After spending time speaking to a variety of Hiring Managers and HR Departments the feedback has included the following:
- The CV in question has no relevant details
- The prospective employer can’t decipher what they do on a day-to-day basis in their current role
- There’s no example of how they’ve added value
Does this feedback sound familiar?
Not to worry, I’ve pulled together some top tips to ensure you succeed.
My top tips for the perfect CV
- Ensure all of the formatting in your CV is consistent. Make sure you use correct grammar and avoid spelling mistakes. It also pays to adopt the same font type and style throughout. In being consistent, you are demonstrating a high level of attention to detail which is the kind of skill needed day to day to produce UML / requirements documentation.
- Divide your CV to include a personal summary, key skills, employment history, certifications / education and any relevant personal interests you have.
- Within your personal summary, it is extremely important to describe your character with accuracy. Remember, a very important trait in any successful project is the right people working in the right team.
- Provide your employment history.

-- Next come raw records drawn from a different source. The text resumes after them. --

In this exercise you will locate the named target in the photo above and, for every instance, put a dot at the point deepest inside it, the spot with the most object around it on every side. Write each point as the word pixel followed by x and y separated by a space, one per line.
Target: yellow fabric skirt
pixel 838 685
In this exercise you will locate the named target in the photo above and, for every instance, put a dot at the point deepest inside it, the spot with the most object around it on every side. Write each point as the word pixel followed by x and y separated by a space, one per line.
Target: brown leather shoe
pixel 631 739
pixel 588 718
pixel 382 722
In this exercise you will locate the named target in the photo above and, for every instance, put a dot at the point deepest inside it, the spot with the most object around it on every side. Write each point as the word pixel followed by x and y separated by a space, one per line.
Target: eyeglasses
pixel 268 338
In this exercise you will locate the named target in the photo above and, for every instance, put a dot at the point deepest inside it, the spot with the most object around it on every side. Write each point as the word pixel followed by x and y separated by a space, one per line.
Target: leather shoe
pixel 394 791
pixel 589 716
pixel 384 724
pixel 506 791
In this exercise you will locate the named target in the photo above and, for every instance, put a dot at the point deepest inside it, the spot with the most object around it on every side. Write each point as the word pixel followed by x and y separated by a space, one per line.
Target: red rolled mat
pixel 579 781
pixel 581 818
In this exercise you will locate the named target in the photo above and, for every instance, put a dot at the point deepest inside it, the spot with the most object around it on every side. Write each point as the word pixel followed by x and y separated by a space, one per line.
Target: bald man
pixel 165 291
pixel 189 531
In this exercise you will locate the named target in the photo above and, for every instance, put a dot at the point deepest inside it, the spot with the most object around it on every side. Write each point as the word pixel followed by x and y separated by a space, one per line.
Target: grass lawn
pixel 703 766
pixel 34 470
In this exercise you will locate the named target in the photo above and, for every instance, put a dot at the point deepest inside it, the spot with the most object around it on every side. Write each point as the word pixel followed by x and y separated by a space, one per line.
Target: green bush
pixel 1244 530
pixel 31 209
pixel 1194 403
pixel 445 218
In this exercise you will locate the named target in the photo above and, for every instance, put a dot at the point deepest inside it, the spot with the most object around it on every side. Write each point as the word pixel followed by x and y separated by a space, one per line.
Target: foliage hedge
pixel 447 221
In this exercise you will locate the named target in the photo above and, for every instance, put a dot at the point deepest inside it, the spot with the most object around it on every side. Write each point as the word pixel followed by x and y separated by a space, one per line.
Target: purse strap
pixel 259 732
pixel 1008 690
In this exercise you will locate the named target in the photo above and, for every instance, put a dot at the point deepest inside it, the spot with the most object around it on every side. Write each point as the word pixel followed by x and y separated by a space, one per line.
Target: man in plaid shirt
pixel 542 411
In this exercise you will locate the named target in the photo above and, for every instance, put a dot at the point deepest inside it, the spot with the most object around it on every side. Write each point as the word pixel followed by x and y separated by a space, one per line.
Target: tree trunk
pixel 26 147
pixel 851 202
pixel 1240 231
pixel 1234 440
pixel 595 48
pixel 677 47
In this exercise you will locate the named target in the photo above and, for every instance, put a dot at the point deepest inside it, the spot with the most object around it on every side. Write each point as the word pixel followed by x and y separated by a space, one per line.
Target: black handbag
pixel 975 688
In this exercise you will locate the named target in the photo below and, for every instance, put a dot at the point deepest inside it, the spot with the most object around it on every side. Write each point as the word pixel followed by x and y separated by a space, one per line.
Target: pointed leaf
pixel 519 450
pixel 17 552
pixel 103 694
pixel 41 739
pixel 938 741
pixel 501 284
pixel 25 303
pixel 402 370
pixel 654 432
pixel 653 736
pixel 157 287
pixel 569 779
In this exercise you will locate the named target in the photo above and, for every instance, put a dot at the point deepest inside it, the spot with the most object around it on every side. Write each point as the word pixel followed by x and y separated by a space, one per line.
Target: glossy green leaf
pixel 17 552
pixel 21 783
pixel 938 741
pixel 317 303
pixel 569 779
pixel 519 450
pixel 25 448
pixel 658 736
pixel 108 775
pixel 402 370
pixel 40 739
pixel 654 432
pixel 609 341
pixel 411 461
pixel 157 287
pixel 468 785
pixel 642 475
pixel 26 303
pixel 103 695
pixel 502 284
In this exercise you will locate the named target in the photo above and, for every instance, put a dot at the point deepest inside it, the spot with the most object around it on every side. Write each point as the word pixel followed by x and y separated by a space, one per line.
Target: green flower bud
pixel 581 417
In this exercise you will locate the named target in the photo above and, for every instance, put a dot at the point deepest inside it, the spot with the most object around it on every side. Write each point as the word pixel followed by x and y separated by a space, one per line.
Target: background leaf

I would recommend giving employment dates, prior companies worked for and job titles. You can also give a bit of information about the company and then have a section for key responsibilities and key projects / achievements.
- This is an area where many should take note; when describing your key responsibilities, be consistent and make sure you highlight any deliverables / measurables you currently work to.
- Within your key responsibilities section, ensure you include information on who you report into (job title) and any client / candidate information if external – the client will be able to relate to this from the experience they have.
- For all you software BA’s/PM’s - this section can even be home to descriptions of the project methodology or the languages the developers you work with code in e.g. working within an Agile environment liaising with teams of .Net and Java developers to create solutions.
Key projects / achievements
- This is the place to demonstrate the value you’ve added to your current / previous employers – make sure it’s all about you! Companies pay less attention to the team – they are employing you!
- You should give a concise overview of projects and then provide tangible achievements / results of the projects you have worked on.
- This could include money saved, delivered ahead of time, award received, contracts won, etc.
- Also, use this section to mention any challenges / problems you faced and how you overcame them. In doing this, you can demonstrate a strong problem solving ability.